Compass: The Cautionary Tale

Compass (US, IPO 2021) is the most relevant precedent for a tech-enabled brokerage:

  • Raised $1.5B+ pre-IPO on the thesis that technology would transform brokerage
  • IPO at $8.3B valuation; now trades at ~$2.5B — down ~70%
  • Still unprofitable after 12 years — tech hasn't fundamentally changed brokerage unit economics
  • Key lesson: Technology in brokerage improves efficiency but doesn't eliminate the fundamentally people-dependent, relationship-driven nature of the business
Counter-argument: Sakan would argue that Compass (founded 2012) was "tech-enabled" not "AI-native." The generative AI wave (2023+) is a step-change that Compass missed. Fair point — but the burden of proof is on Sakan to show AI changes unit economics, not just efficiency.

Key Terms You Might Want to Drop

Quick-reference definitions.
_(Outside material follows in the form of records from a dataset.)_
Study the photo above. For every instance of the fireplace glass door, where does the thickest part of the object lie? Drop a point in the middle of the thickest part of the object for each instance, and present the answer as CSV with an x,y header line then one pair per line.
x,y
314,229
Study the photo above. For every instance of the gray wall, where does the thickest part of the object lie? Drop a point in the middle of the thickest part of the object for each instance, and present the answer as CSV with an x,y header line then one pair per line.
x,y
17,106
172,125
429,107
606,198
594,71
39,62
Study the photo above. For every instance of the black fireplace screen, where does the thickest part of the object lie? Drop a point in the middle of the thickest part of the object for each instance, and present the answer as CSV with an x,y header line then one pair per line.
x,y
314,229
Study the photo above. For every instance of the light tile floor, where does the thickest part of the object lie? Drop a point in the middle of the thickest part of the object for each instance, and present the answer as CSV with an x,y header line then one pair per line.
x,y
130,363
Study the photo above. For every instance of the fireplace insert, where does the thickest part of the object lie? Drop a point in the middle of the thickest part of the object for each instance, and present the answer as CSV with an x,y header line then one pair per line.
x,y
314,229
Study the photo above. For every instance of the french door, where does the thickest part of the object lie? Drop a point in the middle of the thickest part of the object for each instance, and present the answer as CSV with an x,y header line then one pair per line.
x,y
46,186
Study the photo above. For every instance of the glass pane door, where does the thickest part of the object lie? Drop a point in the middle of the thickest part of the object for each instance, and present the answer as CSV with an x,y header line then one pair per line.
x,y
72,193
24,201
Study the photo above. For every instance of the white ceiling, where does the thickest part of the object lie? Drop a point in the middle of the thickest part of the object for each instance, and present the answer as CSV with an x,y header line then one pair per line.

Use these naturally in conversation — they signal you understand the tech, not just the pitch.

Cold Start Problem

"Your AI needs data to be smart, but you need to be smart to get data."

AI models learn from historical data. A new company has no historical data. So their AI is essentially guessing until they accumulate enough transactions. Netflix had this — it cannot recommend movies to a new user with no watch history. Sakan has the same problem: their AI cannot match leads intelligently until they have hundreds or thousands of completed transactions to learn from.

Drop it as: "How are you handling the cold start problem? Your lead matching needs transaction data you don't have yet."

Data Flywheel

"More users → more data → better AI → more users. A self-reinforcing loop."

The best AI companies create a cycle where using the product generates data that makes the product better, which attracts more users. Google Search is the classic example. For Sakan: each closed deal should generate data (buyer preferences, broker behavior, pricing outcomes) that makes the next deal faster to close. If they are not capturing and feeding back this data, they are just a tech-enabled agency, not AI-native.

Drop it as: "What does your data flywheel look like? How does each transaction make the next one better?"

AI-Native vs AI-Enabled

"Built ON AI from day one, not AI bolted on later."

AI-enabled: A traditional business that adds AI features. Like a brokerage that adds a chatbot. The business works without the AI.
AI-native: The business fundamentally cannot operate without AI. The AI IS the product, not a feature. Sakan claims to be AI-native — but if you remove the AI, is there still a brokerage? If yes, it is AI-enabled, not AI-native.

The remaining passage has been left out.